To see what I mean, consider this set of predictions right here. This is an OK set as far as these things go. Meaning, there’s nothing provably false, it seems to reflect where things are now and extrapolates them forward. So it’s a set of things that are probably likely to occur over the next year. He predicts the following (paraphrased):
- machine learning (evolution in using them for attack & defense)
- more ransomware
- more serverless
- home IoT privacy and security issues
- reputational issues stemming from from children’s digital content
You could probably quibble about one or two of them. For example, is serverless really going to entrench right away (i.e. this year) or will it take longer to occur? Meh… it could go either way. I wrote about serverless like a year ago, but it’s just starting to pick up traction now – so it could well be like 2020 or longer before we see it really take off. It could also happen overnight. IoT and “more ransomware”? That’s probably as safe a bet as you could probably make, given that we’re already starting to see those things happen. In fact, the only one here that isn’t exactly “safe” is the last one — so props to him for including that. Will there legit be children’s content that leads to reputation impact for folks? I don’t know… Could be.

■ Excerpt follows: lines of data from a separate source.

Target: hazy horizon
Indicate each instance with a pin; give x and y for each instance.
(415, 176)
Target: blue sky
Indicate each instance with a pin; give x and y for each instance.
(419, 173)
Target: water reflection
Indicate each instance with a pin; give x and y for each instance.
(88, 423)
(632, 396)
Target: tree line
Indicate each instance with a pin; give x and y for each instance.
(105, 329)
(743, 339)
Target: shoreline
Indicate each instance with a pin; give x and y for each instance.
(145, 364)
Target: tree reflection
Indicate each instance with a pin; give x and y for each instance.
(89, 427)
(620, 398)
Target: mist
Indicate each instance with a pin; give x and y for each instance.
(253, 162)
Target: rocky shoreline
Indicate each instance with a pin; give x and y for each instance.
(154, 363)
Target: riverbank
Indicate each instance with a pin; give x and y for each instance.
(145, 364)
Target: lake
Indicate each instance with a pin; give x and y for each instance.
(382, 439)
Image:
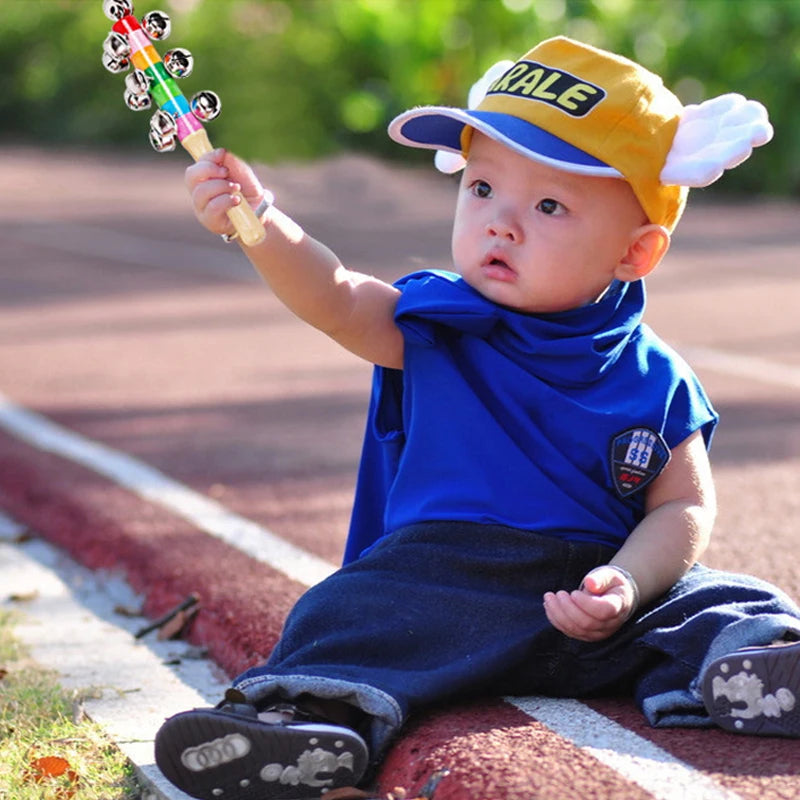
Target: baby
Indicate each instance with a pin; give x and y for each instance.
(535, 490)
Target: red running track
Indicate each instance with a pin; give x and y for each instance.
(115, 326)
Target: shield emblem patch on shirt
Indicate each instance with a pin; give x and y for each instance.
(637, 456)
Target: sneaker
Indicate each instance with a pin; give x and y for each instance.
(230, 753)
(756, 690)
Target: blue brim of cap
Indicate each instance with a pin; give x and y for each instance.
(440, 127)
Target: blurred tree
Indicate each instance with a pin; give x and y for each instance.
(303, 78)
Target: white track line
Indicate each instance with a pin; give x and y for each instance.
(638, 760)
(150, 484)
(631, 755)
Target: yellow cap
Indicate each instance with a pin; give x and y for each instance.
(577, 108)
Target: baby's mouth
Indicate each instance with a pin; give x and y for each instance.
(497, 268)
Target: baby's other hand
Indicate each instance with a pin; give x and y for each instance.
(213, 183)
(595, 611)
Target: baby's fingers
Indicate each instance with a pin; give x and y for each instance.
(212, 200)
(204, 170)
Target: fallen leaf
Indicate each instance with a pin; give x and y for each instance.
(23, 597)
(128, 611)
(50, 768)
(173, 628)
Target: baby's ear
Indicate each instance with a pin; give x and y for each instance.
(648, 245)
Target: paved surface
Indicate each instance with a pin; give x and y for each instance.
(124, 322)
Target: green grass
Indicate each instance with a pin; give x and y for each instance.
(41, 720)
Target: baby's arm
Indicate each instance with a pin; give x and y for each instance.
(675, 531)
(356, 310)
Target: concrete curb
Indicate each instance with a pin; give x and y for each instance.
(69, 625)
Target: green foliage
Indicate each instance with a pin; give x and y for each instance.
(303, 78)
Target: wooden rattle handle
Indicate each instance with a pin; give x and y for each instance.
(244, 220)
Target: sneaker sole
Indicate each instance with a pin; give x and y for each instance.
(756, 691)
(214, 755)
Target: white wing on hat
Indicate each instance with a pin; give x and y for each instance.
(713, 136)
(448, 162)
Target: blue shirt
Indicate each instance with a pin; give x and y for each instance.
(553, 423)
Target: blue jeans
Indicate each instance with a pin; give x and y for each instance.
(450, 610)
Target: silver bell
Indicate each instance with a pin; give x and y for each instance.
(137, 101)
(117, 9)
(163, 124)
(179, 62)
(115, 65)
(117, 45)
(205, 105)
(138, 82)
(157, 24)
(162, 144)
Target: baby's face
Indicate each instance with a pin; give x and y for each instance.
(535, 238)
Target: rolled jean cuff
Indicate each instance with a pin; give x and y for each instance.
(384, 711)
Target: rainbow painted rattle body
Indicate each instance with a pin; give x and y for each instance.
(176, 120)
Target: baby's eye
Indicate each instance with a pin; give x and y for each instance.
(481, 189)
(550, 206)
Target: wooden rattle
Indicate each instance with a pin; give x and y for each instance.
(176, 120)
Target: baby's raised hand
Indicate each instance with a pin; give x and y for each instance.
(213, 181)
(595, 611)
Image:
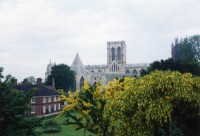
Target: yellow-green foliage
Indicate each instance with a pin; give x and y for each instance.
(149, 102)
(136, 106)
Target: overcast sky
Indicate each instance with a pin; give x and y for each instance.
(34, 31)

Anyway, based on this style of prediction: i.e. taking stuff that’s going on now and extrapolating them forward, I’m going to make a prediction that you can take to the bank for 2018. Namely, jackasses in cybersecurity will increase. It’s already happening now, and I think it will continue over the next year. Malpractice will go up, there will be a downward pressure on actual skill/ability for practitioners, and the loudest (but yet most ignorant) of those entering the community will lead corporations and other practitioners astray. Sound dark? Maybe so. But take it to the bank.

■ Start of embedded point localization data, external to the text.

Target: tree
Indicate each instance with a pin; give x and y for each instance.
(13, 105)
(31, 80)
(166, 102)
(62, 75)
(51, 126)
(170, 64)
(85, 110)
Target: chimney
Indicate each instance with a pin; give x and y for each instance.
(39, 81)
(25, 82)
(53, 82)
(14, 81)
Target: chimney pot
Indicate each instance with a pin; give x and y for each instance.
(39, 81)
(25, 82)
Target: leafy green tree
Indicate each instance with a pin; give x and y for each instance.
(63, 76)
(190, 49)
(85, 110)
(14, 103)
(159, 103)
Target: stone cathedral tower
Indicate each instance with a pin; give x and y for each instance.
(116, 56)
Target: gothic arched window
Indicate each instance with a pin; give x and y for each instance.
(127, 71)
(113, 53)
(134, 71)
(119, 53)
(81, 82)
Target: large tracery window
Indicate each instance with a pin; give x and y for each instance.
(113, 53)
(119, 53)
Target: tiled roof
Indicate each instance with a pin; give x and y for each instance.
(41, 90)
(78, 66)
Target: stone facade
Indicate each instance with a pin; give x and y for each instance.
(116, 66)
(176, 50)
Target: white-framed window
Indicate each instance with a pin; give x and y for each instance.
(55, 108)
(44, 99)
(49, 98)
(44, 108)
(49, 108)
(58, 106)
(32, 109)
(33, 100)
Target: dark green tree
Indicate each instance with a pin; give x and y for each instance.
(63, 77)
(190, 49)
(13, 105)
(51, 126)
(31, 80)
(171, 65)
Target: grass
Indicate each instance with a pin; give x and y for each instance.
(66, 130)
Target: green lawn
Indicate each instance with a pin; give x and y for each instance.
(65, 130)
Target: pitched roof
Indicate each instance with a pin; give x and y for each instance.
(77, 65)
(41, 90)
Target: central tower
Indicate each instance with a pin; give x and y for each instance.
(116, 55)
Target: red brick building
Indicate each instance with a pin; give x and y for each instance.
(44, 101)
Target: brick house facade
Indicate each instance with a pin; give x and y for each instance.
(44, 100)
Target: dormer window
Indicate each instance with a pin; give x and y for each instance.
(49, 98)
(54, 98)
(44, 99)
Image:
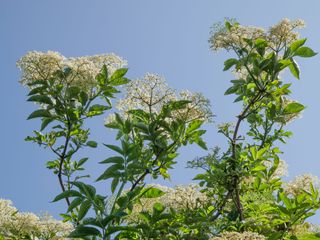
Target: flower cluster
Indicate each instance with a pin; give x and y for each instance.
(240, 236)
(17, 225)
(81, 71)
(283, 32)
(237, 35)
(178, 198)
(301, 183)
(223, 38)
(151, 93)
(286, 118)
(281, 171)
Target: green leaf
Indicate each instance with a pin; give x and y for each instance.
(201, 143)
(118, 74)
(228, 25)
(295, 45)
(67, 193)
(98, 108)
(176, 105)
(86, 189)
(82, 161)
(158, 207)
(83, 97)
(115, 159)
(293, 107)
(39, 113)
(285, 200)
(305, 52)
(114, 184)
(45, 122)
(152, 192)
(259, 168)
(294, 69)
(194, 125)
(84, 208)
(232, 90)
(111, 172)
(72, 92)
(92, 144)
(229, 63)
(40, 99)
(75, 203)
(119, 81)
(114, 148)
(82, 231)
(37, 90)
(103, 75)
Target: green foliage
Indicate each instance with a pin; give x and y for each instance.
(242, 184)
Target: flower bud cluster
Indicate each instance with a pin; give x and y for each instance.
(20, 225)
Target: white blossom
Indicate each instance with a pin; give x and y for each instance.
(151, 93)
(301, 183)
(41, 66)
(239, 236)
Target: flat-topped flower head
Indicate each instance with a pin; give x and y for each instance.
(151, 93)
(236, 36)
(233, 37)
(283, 32)
(301, 183)
(81, 71)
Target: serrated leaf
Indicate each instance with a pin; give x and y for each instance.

What do I mean and why do I say this? Well, first security is a hot area right now. There’s a well-publicized (some might say “over publicized”) skills gap out there along with a general recognition that organizations aren’t great at keeping stuff secure. Then, there’s an influx in money – from organizations and governments – in trying to buy their way out of the mistakes of the past and get a handle on the trainwreck their lack of stewardship and discipline has helped to create. This, in turn, leads to influx of venture capital and people looking to capitalize on the gravy train. Being that people tend to gravitate to where the money is, you will have people entering the field in droves. Some percentage of them will be solid, ethical, and thoughtful professionals — some will be blowhards whose ignorance is only rivaled by their lack of humility. Look around. It’s happening now.

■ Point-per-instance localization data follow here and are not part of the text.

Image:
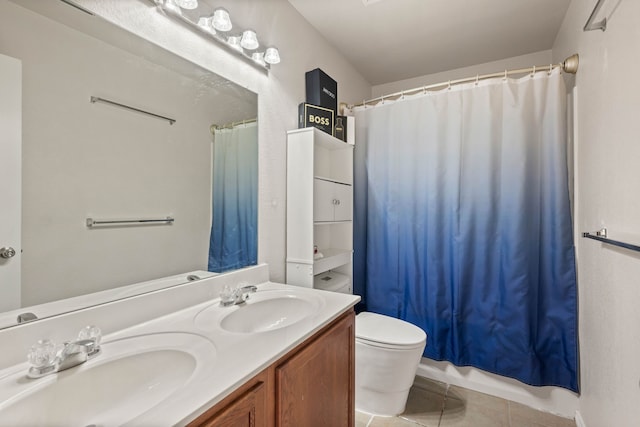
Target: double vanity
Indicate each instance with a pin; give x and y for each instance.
(275, 355)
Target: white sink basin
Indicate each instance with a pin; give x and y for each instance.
(264, 311)
(130, 377)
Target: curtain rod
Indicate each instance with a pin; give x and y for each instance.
(231, 125)
(569, 65)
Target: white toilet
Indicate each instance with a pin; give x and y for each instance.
(388, 352)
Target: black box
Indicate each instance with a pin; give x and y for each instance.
(322, 90)
(313, 115)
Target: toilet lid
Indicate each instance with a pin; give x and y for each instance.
(388, 330)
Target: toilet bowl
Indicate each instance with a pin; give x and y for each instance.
(388, 352)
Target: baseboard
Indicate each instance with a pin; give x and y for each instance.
(553, 400)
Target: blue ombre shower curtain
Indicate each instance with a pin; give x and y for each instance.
(463, 225)
(234, 225)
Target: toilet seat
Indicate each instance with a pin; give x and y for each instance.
(388, 332)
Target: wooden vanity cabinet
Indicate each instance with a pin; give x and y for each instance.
(313, 385)
(248, 406)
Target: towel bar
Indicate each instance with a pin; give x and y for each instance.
(601, 235)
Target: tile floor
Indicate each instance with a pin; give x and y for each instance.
(434, 404)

What is the impact of this? The astute and workmanlike professionals will take their place in the workforce and help to do goodness. The blowhards will crow about being king of the world. This second group will inevitably cause damage to various organizations through their misguided (though well-intentioned) malpractice. They will advocate for things that make no sense, base decisions on unfounded, untested methods, and flout a reasonable standard of care because “they know better”. They will assume they are security’s equivalent of Stephen Hawking — and, because of the Dunning-Kruger effect, they will legitimately not be capable of understanding why it’s not the case. They will trick others, new practitioners and those outside the space, who don’t (or can’t) recognize the intersection of ignorance and hubris they embody.
Is this too dark? Too cynical? Yeah, maybe. I have to confess that I continue to be frustrated by people who just don’t get it, who advocate (sincerely) for malpractice, who by their actions increase risk because they don’t know what they don’t know. For example, people who argue that asking for a password three times is “three factor authentication” (and fight with you when you correct them.) Or people who step over known, tested, workmanlike methods to undertake some “flavor of the month” quackery.
So my prediction for 2018? Jackasses. Jackasses all the way down.
Or… we could start the conversation about professional standards. Things like professional licensing that allow us, as a community, to strip away someone’s right to practice if they are dangerous, unethical, or careless. I’d really like to have that conversation. But I don’t think we’re there yet. Maybe when we reach “peak ignorance” in the field, we can have that conversation. I’m hopeful someday it’ll be true.